1997 Kobe Bryant Card Metal Universe

Any signs of the collectible card market slowing down after its pandemic boom are apparently premature. The latest example: a rare Kobe Bryant basketball card that just set a new sale record—and it’s not even his rookie card.

On Tuesday, PWCC Marketplace announced a 1997-98 Metal Universe Precious Metal Gems Emerald—featuring the young Bryant wearing a No. 8 jersey and dishing a pass mid-flight—went for $2 million in a private sale, the sports card auction site confirmed to Robb Report. The sale was brokered sometime last week, and it’s the Black Mamba’s highest-selling card of all time.

Although it doesn’t include features that are usually associated with hefty prices—an autograph or a swatch of a game-worn jersey—this Metal Universe card is still rare. It’s four out of 100 and only the first 10 cards of the set received an emerald variation; the other Precious Metal Gem inserts are red.

The card received an 8.5 for it’s condition by Beckett Grading Services, tied for the highest score that the card has ever received. That’s lower than ones featured in other high-end sales, but the 1997-98 Precious Metal Gems set is a tough grade due to chipping, according to Beckett. That hasn’t diminished their desirability though.

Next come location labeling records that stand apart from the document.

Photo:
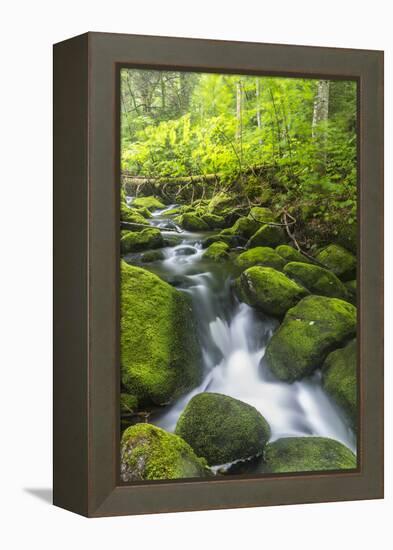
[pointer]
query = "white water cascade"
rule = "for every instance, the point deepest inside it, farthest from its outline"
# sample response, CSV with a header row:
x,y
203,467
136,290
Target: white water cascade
x,y
233,339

“These Precious Metal Gems variants are arguably the most desired insert card in the entire world,” Jesse Craig, director of business development at PWCC, said in a statement. “These set the tone for the insert market going forward. It’s just incredibly difficult to find them in any condition, and because of their delicate nature, to find one in such good condition is incredibly rare.”

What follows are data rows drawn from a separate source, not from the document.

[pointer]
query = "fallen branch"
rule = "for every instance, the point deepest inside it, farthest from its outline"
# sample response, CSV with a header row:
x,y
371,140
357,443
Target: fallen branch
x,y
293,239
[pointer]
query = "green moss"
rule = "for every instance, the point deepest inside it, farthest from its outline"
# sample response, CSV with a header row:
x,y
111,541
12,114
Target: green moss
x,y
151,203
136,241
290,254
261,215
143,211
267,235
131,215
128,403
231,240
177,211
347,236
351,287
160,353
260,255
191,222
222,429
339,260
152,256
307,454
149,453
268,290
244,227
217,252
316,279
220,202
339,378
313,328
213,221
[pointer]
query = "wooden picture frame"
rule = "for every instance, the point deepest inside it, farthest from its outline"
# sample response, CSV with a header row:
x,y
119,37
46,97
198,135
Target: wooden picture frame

The previous highest-selling Bryant card—a graded, BGS10 Pristine Black Label 1996-97 Topps Chrome Refractor rookie card—sold for nearly $1.8 million in March 2021. The latest sale of the late Laker legend marks one of the few times a basketball card has reached the $2 million plateau.

However, prices have inflated during the pandemic. Last year, a Luka Doncic rookie card became the most expensive NBA card sale at $4.6 million. Only a month later, a 2003 Exquisite LeBron James Patch Auto rookie card eclipsed the record, selling for $5.2 million. Then last summer, an ultra-rare, autographed Steph Curry rookie card sold for $5.9 million. So although the Bryant card fetched a high price, it came nowhere close to breaking Curry’s record.